On September 14, 2021, while discovery was ongoing, I issued the following Order on a dispute that had surfaced involving Plaintiff's treating physician disclosures:
PAPERLESS ORDER granting in part 35 Defendant's Motion to Preclude Undisclosed Rule 26(a)(2)(B) Expert Testimony or, Alternatively, to Compel Disclosure. Plaintiff has disclosed summaries indicating that Plaintiff's treating physicians, Drs. Fiore, Arango, and Waldron, intend to opine on causation [35-1]. Importantly, however, “treating physicians offering opinions beyond those arising from treatment are experts from whom full Rule 26(a)(2)(B) reports are required.” Munoz v. Dollar Tree Stores, Inc., 2021 WL 2012230, at *1 (S.D. Fla. May 20, 2021) (Martinez, J.). Such is the case here. Accordingly, to the extent Plaintiff intends for any of the identified treating physicians to opine on causation, Plaintiff shall provide a supplemental expert report that complies with Rule 26(a)(2)(B), including by explaining how and why each physician determined that Ms. Huff's injuries were caused by the underlying accident with appropriate specific citation to medical treatment records. See id. Such supplemental expert reports shall be provided by no later than September 28, 2021. Signed by U.S. Magistrate Judge Shaniek M. Maynard on 9/14/2021.[DE 48]. It is undisputed that Plaintiff thereafter provided one supplemental report for orthopedic surgeon Dr. Arango.
In its Motion to Enforce, Defendant contends that Dr. Arango's supplemental report “falls hopelessly short of the [above] Order's requirements” because Dr. Arango did not author the report and because it contains opinions that were either not offered or contradicted by Dr. Arango himself at his deposition [DE 67 at 2]. Defendant asks the Court to “deem the report non-compliant” and “preclude Plaintiff from offering testimony regarding causation” [Id.]. Plaintiff responds that Dr. Arango is a non-retained expert who treated Ms. Huff from March-August 2017. Following my above Order, Plaintiff's counsel states that he assisted in the preparation of a draft report that was presented to Dr. Arango for his final review, approval, and signature [DE 68 at 2]. Plaintiff contends that defense counsel did not object to Dr. Arango's supplemental report and was fully prepared for Dr. Arango's deposition taken on October 28, 2021 [Id.]. Plaintiff further contends that Dr. Arango was questioned at his deposition about his opinions and “[t]here was no discrepancy with regard to the doctor's opinion of cause of Pamela Huff's injuries being assigned to the automobile crash that she reported in her history.” [Id.] (emphasis in original). Plaintiff adds that because this is a bench trial, the presiding District Judge is capable of discerning and ruling on issues of causation without the more stringent restrictions necessary for a jury trial [Id. at 3-4].

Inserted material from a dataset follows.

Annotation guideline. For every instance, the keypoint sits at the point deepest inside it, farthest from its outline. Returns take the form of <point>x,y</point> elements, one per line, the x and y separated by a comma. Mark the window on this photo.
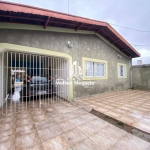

In its separate Daubert Motion, Defendant seeks to limit or exclude the testimony by Dr. Arango and Dr. Lavin that (1) Ms. Huff's upper back sprains/strains were “permanent within a medical degree of medical probability” and (2) that such injuries were caused by the collision at issue [DE 71 at 5-8]. Defendant seeks also to exclude Dr. Lavin's testimony related to Ms. Huff's cervical disc injuries [Id. at 8-9]. Alternatively, Defendant seeks to exclude Dr. Arango's testimony on the basis that he admittedly did not draft his own supplemental expert report [Id. at 9-10]. Plaintiff counters that Dr. Arango should be permitted to testify as to his opinion about causation, which he necessarily formed at the time he treated Ms. Huff and not in anticipation of litigation [DE 73 at 2]. While acknowledging that Plaintiff's counsel prepared a draft of Dr. Arango's report, Plaintiff contends that the report was approved by Dr. Arango and consisted of “information that was entirely Dr. Arango's work product.” [Id. at 3]. Plaintiff adds that Defendant has had a full opportunity to prepare for trial and to anticipate Dr. Arango's trial testimony, including by the taking of Dr. Arango's deposition [Id. at 3-4]. On the issue of permanency, Plaintiff points to excerpts from Dr. Arango's deposition testimony ascribing permanency to Ms. Huff's condition [DE 73 at 8-10].
LEGAL STANDARDS
1. Expert Disclosure Rules for Treating Physicians
Federal Rule of Civil Procedure 26 sets forth disclosure duties of parties relating to general discovery. Rule 26 differentiates between disclosures of witnesses who must provide a written report and those who do not need to provide full reports. Munoz v. Dollar Tree Stores, Inc., 2021 WL 2012230, at *1 (S.D. Fla. May 20, 2021) (comparing Rule 26(a)(2)(B) (“(2)(B)”) with Rule 26(a)(2)(C) (“(2)(C)”)).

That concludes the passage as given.